When he stopped gaming, Post channeled his energy into learning guitar and swing dancing, riding a motorcycle, becoming more social, traveling the world and training a new puppy.

Shannon McKailey said her former spouse also took gaming to an unhealthy level. “We met our senior year of high school, and for our first Christmas I bought him Everquest, a 3D fantasy-themed massively multiplayer online role-playing game, which is what he really wanted,” she said. “But then he started playing all the time.”

He first gamed while going to school and working part time, but as he moved to full-time work, his gaming didn’t slow down, she said. When he was home, she felt like she was only seeing the back of his head where the computer was set up in the living room.
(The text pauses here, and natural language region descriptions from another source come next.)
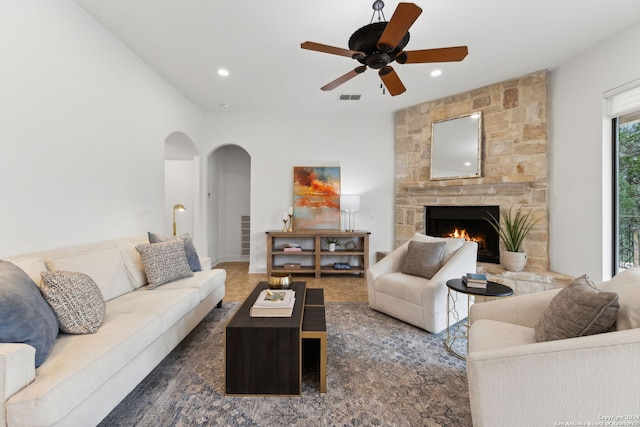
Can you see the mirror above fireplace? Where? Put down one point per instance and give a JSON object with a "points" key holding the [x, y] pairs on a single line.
{"points": [[456, 147]]}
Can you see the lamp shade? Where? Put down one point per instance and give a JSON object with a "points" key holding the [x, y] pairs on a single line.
{"points": [[350, 202]]}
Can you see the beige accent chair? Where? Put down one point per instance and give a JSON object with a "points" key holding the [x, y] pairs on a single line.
{"points": [[416, 300], [515, 380]]}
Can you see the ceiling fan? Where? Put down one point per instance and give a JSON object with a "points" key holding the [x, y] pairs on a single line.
{"points": [[378, 44]]}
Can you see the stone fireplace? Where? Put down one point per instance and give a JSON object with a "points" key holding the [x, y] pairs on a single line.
{"points": [[514, 159], [466, 222]]}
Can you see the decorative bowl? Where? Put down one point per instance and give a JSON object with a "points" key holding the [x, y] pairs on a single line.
{"points": [[279, 280]]}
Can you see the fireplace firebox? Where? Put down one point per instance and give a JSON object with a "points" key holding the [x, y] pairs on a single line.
{"points": [[468, 222]]}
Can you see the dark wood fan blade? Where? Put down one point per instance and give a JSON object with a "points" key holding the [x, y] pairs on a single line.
{"points": [[391, 81], [445, 54], [342, 79], [403, 18], [318, 47]]}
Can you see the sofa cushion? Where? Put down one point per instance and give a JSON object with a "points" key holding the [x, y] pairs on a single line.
{"points": [[25, 316], [189, 247], [205, 281], [167, 305], [32, 266], [104, 266], [133, 264], [405, 287], [627, 285], [164, 262], [453, 244], [75, 299], [80, 364], [487, 334], [423, 258], [577, 310]]}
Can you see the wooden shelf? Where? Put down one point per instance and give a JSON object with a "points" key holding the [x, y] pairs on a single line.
{"points": [[315, 258]]}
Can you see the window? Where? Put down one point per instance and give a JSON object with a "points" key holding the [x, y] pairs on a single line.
{"points": [[624, 109], [626, 191]]}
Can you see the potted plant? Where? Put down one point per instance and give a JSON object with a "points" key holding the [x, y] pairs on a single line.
{"points": [[512, 231], [332, 242]]}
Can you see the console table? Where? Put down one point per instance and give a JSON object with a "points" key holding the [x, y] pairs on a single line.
{"points": [[315, 257]]}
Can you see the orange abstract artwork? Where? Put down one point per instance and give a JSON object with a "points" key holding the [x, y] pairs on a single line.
{"points": [[316, 198]]}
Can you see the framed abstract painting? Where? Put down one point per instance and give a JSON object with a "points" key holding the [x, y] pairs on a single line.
{"points": [[316, 198]]}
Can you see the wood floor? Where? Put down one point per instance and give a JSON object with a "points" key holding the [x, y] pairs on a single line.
{"points": [[336, 287]]}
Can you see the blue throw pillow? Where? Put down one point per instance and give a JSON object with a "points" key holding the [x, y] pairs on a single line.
{"points": [[189, 248], [25, 316]]}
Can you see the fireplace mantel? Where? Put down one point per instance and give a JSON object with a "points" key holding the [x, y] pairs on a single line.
{"points": [[514, 158]]}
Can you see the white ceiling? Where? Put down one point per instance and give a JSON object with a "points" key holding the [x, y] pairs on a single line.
{"points": [[258, 41]]}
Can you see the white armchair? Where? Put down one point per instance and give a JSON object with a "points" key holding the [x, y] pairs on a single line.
{"points": [[515, 380], [416, 300]]}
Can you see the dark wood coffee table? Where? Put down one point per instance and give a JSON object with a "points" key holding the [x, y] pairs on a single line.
{"points": [[263, 355]]}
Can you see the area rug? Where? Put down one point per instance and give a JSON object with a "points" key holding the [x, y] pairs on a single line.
{"points": [[380, 371]]}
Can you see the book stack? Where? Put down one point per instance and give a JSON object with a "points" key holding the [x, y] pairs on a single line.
{"points": [[475, 280], [274, 303]]}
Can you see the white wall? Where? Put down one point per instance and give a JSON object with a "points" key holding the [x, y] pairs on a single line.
{"points": [[82, 129], [361, 144], [179, 189], [580, 162]]}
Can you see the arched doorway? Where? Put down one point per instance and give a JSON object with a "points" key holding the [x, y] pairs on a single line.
{"points": [[228, 204], [182, 185]]}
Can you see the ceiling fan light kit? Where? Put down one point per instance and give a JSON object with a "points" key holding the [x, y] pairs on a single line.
{"points": [[378, 44]]}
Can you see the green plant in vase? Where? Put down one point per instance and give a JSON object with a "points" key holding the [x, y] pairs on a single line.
{"points": [[512, 232]]}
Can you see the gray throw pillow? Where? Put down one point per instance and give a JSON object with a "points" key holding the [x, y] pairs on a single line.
{"points": [[189, 247], [577, 310], [25, 316], [75, 299], [423, 259], [164, 262]]}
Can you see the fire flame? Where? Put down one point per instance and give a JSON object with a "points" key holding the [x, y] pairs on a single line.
{"points": [[462, 234]]}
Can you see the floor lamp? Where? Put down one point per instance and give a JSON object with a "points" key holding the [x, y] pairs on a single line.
{"points": [[350, 203], [177, 208]]}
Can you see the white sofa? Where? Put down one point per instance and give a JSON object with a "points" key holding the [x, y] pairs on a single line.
{"points": [[416, 300], [515, 380], [86, 376]]}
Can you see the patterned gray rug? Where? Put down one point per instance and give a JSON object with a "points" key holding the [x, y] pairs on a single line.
{"points": [[380, 372]]}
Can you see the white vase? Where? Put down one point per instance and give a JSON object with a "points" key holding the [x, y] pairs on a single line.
{"points": [[513, 261]]}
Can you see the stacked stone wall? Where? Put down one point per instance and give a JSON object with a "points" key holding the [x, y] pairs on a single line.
{"points": [[514, 158]]}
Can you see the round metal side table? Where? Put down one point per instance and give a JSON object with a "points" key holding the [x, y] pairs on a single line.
{"points": [[461, 331]]}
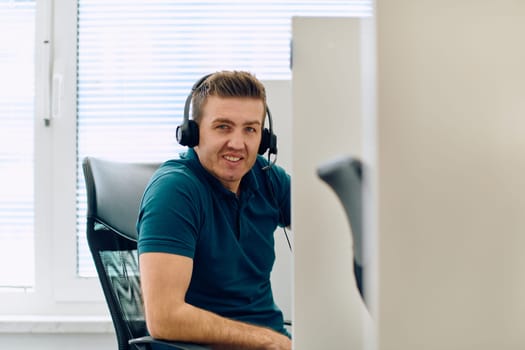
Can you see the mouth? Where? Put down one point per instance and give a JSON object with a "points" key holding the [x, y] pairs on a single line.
{"points": [[232, 158]]}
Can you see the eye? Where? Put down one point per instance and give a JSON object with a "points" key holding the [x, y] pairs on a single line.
{"points": [[223, 126]]}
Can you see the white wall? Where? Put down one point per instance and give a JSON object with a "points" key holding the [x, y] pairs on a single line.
{"points": [[451, 160]]}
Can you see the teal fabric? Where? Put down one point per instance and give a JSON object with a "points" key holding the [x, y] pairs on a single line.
{"points": [[187, 211]]}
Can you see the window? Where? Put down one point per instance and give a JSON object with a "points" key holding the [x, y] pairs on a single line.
{"points": [[17, 23], [107, 78]]}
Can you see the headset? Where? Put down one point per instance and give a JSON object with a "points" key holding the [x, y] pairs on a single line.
{"points": [[188, 132]]}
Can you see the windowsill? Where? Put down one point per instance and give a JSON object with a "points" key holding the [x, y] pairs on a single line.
{"points": [[55, 324]]}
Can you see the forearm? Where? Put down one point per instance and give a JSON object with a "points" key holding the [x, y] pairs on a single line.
{"points": [[191, 324]]}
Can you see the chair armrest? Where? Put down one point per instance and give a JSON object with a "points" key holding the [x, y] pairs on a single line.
{"points": [[167, 344]]}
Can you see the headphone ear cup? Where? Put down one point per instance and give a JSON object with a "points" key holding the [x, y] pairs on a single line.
{"points": [[188, 134], [265, 141]]}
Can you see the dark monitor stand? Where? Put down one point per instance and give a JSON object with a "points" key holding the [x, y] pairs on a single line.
{"points": [[345, 176]]}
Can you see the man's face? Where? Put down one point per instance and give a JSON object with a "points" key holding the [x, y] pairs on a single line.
{"points": [[229, 136]]}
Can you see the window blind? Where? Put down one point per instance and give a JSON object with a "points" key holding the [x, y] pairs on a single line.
{"points": [[137, 60], [17, 25]]}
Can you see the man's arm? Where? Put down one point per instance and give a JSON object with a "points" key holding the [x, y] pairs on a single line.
{"points": [[165, 279]]}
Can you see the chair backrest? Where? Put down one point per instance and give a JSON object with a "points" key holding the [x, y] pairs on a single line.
{"points": [[114, 191]]}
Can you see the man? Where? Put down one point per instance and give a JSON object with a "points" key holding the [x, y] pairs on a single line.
{"points": [[207, 221]]}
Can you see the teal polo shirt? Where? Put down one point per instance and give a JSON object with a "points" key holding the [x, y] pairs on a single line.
{"points": [[186, 211]]}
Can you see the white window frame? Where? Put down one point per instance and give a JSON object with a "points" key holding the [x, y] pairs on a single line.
{"points": [[58, 289]]}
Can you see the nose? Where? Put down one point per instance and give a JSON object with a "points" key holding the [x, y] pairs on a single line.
{"points": [[237, 140]]}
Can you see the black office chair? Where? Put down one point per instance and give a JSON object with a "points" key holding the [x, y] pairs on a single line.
{"points": [[344, 175], [114, 192]]}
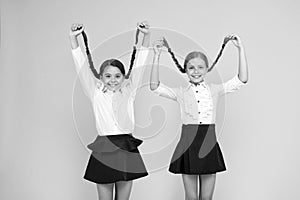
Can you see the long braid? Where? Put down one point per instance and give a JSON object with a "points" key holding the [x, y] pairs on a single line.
{"points": [[89, 56], [133, 54], [226, 40], [181, 69]]}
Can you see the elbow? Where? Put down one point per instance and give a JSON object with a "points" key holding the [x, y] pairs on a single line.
{"points": [[153, 86], [243, 79]]}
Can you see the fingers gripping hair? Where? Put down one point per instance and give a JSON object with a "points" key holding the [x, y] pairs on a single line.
{"points": [[133, 54], [89, 56], [181, 69], [226, 40]]}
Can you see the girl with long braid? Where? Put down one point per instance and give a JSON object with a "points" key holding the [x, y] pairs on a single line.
{"points": [[198, 154], [115, 160]]}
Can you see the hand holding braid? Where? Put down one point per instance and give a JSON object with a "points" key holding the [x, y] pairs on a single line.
{"points": [[225, 41], [76, 30], [141, 27], [173, 56]]}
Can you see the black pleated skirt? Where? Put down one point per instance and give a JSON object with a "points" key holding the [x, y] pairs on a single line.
{"points": [[115, 158], [197, 151]]}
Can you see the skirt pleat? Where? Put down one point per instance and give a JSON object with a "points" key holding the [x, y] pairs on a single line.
{"points": [[197, 151], [115, 158]]}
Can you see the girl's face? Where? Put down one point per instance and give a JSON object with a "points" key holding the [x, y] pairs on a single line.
{"points": [[112, 78], [196, 70]]}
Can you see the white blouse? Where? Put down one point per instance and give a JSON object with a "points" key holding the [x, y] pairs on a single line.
{"points": [[114, 111]]}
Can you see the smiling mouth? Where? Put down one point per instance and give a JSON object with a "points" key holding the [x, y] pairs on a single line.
{"points": [[113, 85], [196, 76]]}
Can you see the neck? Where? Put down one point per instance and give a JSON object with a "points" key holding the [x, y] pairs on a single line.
{"points": [[194, 83]]}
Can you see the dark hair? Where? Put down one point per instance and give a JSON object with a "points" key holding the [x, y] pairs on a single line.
{"points": [[112, 62], [109, 62], [194, 54]]}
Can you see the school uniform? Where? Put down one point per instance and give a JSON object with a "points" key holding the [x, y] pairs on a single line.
{"points": [[198, 151], [115, 155]]}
“If we had a family event or activity, we couldn’t leave until he had completed his mission, which could take another hour or two,” McKailey said. “I have no problem with games you can pause, like the Nintendo games I grew up with. But these games you play with strangers somewhere, people you can’t let down – I really think is a problem.”

Like Post, McKailey’s husband eventually sold his gaming account for several hundred dollars. He bought a bike with the money, but a week later he was starting over on his game with a fresh account. “He couldn’t stay away,” she said.

Steve Eastmond, a counselor, said that anything taken to an extreme is really about dysfunctional thought processes that manifests in behaviors.

“Shame is almost always central to the issue of any addiction,” Eastmond said. “They just don’t feel like they’re good enough. That’s the underlying root of it. They don’t want their flaws to be seen and rather than face their demons, they escape into something else, which doesn’t really work. And if they think, well, I’ll just stop, but they don’t do anything about the triggers they have, or the thing that’s causing them stress, they’ll typically just move to another dysfunctional coping mechanism.”

Eastmond recommends establishing healthy boundaries for all activities, and for everyone to allow themselves to be more vulnerable and accountable for areas of weakness.

“The way we connect with people is when we’re being real, not perfect; that’s how we relate to each other,” he said.